聶二太太抬手讓柳姨娘起來,笑道:“有心了,家里還好吧。”
“都好。”柳姨娘笑著說,道:“這趟回家爹娘還特意叮囑我,回來之后一定要好好侍候老爺太太。”
聶二太太聽得笑了,知道柳姨娘這是考慮清楚要留在聶家,她留下來也挺好。她也挺喜歡柳姨娘的性格脾氣,共處這些年來也都相安無事,總好過聶二老爺招些極品進來,道:“這幾天蕓蕓都吵著要娘,我正想打發人去接你呢。”
提到女兒,柳姨娘也有些急不可待,不管她喜歡不喜歡侍候聶二老爺,女兒總是親生的,她自己也舍不得,問道:“蕓蕓人呢?”

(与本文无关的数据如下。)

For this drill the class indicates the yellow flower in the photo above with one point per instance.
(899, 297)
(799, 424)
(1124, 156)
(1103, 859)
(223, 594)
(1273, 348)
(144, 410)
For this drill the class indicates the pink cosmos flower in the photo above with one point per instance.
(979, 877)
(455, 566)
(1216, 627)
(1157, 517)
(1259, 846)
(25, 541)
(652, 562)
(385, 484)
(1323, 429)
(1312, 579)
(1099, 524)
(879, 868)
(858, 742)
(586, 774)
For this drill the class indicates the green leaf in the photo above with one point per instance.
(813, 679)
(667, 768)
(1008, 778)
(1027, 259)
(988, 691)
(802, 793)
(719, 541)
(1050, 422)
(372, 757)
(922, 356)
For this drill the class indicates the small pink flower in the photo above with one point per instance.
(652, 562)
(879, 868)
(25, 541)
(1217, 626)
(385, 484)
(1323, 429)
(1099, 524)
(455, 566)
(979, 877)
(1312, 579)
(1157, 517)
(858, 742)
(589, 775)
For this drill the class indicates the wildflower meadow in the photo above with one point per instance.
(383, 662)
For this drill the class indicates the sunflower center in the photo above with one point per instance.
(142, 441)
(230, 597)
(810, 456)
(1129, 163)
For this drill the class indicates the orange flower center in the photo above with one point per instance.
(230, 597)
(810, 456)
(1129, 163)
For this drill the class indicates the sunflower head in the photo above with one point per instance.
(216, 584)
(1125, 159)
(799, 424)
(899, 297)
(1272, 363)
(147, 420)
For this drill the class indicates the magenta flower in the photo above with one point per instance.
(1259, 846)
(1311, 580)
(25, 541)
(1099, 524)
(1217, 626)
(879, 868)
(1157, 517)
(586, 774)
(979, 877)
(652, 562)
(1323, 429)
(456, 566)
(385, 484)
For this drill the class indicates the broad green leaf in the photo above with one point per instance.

“早飯后奶媽抱著跟蓉蓉去園子里玩了。”聶二太太說著,隨即吩咐身邊丫頭去尋。
丫頭出門去了,柳姨娘看屋里也沒有外人,神情有幾分猶豫,小聲道:“太太,我在娘家幾天聽說了一件事,不知道當說不當說。”
聶二太太有幾分奇怪地看柳姨娘一眼,柳姨娘最愛八卦,什么事都會議論上幾句,突然間如此鄭重地說當說不當說,便道:“到底是什么事?”
柳姨娘仍然怕人聽到,直湊到聶二太太耳邊說,有廣濟寺的和尚還俗之后到柳家附近當了上門女婿,有回醉酒之后,那和尚就說了許多閑話,其中有一條就是指方七的,說她與白二爺有私,方七嫁聶烴之前就與白二爺有首尾,嫁與聶烴之后兩人還私會過,說的是有鼻有眼,連細節都說出來了,實在不像是假的。
聶二太太越聽臉色越難看,她不是沒懷疑過聶烴休妻的理由,只是伯娘沒事去查侄子休妻的真相,純粹就是吃太撐。尤其是侄子戴綠帽子這種丑事,別說她以前不知道,就是現在知道了,只要聶烴不主動說,她肯定只能裝不知道。